そういうのはSkypeでやりたくないものね。

昨日の大雨とはうってかわって、青空、散りゆく桜、新緑、鶯の囀り。そんな中で、静かに見送れたことは幸運だった。

最後の数日は、本当に穏やかに過ごしていて、昨日も、介護スタッフが、面会できない僕らのために、せめて義母の様子を「こんなに穏やかに過ごしていますから安心してください」と、ビデオに撮って伝えようとカメラを持って行ったら、急変したとのこと。
一方、看護師さんの話では「最後の数日は、身体がもう戦うことをやめたので、穏やかな状態になったのでしょう」と。
介護士さんと看護師さんは、やはり見方、感じ方が違うのだなあと、学んだ。
「最後まで褥瘡はできませんでした」「本当に穏やかな様子でした」と言われ、スタッフのかたがたにはただただ感謝しかない。

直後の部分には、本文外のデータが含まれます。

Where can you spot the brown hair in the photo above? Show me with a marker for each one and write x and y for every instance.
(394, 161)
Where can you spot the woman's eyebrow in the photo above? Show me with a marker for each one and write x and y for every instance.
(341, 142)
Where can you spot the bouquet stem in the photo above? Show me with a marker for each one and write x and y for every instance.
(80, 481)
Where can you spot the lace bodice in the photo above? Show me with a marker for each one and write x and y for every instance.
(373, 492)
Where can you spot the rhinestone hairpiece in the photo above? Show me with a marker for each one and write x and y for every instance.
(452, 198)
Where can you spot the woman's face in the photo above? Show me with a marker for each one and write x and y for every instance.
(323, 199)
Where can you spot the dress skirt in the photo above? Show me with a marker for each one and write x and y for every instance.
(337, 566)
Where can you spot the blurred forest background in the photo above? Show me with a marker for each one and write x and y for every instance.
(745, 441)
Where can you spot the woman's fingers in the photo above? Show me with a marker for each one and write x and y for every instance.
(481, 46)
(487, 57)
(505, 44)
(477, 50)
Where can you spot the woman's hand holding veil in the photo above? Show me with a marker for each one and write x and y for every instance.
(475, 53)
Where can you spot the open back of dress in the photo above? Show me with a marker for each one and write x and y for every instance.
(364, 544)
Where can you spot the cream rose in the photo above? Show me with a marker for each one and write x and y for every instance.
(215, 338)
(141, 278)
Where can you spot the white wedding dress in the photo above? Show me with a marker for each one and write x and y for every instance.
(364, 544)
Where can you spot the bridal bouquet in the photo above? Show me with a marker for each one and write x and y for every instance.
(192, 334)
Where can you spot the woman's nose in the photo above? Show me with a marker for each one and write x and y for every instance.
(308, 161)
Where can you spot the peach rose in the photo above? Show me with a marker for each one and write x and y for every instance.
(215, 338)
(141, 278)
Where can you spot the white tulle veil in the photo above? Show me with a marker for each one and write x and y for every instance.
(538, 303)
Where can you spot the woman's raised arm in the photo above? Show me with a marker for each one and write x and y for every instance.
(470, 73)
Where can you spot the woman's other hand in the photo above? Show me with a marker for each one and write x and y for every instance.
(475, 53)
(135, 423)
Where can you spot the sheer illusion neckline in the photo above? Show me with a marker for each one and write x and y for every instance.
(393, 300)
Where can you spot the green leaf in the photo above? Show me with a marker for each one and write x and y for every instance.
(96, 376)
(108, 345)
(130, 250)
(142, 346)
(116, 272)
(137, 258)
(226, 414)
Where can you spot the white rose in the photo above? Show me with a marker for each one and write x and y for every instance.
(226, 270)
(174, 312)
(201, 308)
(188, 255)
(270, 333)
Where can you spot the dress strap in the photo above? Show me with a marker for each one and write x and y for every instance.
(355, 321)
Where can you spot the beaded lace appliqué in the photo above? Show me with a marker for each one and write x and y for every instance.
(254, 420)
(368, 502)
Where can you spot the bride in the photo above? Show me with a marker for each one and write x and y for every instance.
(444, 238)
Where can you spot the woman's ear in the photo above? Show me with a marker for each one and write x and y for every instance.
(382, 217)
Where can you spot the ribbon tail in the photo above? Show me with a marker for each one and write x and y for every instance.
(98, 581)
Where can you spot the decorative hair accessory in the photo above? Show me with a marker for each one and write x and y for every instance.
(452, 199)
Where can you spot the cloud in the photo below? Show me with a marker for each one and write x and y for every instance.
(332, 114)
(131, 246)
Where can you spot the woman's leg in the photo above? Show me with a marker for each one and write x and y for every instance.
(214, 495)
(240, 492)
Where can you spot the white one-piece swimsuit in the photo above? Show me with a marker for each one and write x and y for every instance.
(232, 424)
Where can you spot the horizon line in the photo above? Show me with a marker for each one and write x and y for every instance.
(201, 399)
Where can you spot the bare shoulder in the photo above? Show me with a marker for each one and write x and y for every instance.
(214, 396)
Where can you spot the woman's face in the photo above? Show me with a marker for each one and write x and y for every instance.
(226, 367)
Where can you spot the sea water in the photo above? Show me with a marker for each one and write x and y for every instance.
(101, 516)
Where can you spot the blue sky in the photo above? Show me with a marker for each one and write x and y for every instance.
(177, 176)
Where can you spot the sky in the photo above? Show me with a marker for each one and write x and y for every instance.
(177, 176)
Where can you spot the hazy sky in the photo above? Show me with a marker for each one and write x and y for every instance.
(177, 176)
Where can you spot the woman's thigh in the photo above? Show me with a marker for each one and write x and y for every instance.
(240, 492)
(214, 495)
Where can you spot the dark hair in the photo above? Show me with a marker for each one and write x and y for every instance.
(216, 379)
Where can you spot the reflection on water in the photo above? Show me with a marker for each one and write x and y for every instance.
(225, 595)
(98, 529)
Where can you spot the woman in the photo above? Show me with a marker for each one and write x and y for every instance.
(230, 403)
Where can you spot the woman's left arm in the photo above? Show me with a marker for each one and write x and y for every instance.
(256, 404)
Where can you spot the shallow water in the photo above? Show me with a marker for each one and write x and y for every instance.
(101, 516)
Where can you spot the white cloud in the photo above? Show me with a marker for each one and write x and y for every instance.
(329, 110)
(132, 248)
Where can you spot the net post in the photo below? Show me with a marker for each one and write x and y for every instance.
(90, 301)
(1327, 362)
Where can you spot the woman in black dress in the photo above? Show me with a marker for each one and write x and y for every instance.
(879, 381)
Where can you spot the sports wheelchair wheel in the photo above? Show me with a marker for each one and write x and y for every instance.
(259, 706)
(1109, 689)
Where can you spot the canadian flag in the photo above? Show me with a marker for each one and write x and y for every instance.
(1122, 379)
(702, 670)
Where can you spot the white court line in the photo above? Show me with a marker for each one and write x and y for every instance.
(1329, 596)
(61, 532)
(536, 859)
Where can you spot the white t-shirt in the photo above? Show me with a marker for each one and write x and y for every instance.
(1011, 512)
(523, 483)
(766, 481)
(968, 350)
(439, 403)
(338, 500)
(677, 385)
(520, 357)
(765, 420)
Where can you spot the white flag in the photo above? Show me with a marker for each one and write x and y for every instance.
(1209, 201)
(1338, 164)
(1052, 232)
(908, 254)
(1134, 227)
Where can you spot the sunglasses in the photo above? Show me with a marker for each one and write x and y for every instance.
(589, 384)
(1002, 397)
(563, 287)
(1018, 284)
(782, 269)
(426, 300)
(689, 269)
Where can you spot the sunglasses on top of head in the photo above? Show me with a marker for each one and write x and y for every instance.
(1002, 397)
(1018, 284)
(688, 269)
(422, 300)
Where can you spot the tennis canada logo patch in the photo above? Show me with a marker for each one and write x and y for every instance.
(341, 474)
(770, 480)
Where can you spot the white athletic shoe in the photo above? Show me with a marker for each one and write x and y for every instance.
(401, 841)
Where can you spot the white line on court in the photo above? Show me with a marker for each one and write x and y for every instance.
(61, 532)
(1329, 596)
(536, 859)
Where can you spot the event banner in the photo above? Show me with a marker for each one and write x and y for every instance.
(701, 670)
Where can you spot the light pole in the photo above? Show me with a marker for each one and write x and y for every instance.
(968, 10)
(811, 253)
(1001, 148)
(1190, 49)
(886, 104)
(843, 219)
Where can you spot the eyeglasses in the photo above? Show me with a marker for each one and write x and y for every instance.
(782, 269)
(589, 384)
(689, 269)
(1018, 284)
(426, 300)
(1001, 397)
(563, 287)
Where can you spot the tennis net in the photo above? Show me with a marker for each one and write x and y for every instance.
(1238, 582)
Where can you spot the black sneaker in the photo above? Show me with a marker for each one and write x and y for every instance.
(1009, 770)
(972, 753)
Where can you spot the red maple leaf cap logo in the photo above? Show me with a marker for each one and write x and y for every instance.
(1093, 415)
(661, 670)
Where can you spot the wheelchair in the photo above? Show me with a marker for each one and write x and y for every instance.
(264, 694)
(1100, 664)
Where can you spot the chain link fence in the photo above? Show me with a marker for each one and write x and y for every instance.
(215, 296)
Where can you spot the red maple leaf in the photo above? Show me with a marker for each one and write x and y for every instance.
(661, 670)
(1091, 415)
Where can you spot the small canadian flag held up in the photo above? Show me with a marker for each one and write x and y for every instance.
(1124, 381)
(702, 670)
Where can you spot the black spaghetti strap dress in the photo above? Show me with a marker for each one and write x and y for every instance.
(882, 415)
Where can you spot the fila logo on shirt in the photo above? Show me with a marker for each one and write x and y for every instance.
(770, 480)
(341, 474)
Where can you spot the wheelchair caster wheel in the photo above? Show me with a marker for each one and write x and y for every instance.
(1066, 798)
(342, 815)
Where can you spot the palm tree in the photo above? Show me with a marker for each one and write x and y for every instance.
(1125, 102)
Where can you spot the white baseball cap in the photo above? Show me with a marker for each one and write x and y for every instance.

親父も義母も、いろんなことをいっぱい教えてくれた。物書きの性として、それを残したい、伝えたいと思う。読んだ人からは、死者への冒瀆だと非難されることも多い。でも、自分もまた同じなのだと思うし、生きること、死ぬことに対して、体裁を繕うのではなく、真摯に向き合うことが、故人に対しても、自分に対しても、人としての「礼儀」ではないかと思う。


↑3月24日、病院で診療を受けるのに付き添ったのが最期になった。一般診察を終えた時間帯、人がいなくなった病院内。




4月19日、大安の日曜日。火葬場は午後の予約がいっぱいで、午前中に組み入れてもらったが、人は少なかった。



待っている間、外に出て周囲の景色を見ていた。ウグイスが鳴き、しだれ桜が最期の花を咲かせていた。



骨壺を持って、家に戻る。かわず庵ではヤマブキやリュウキンカ?が咲いていた。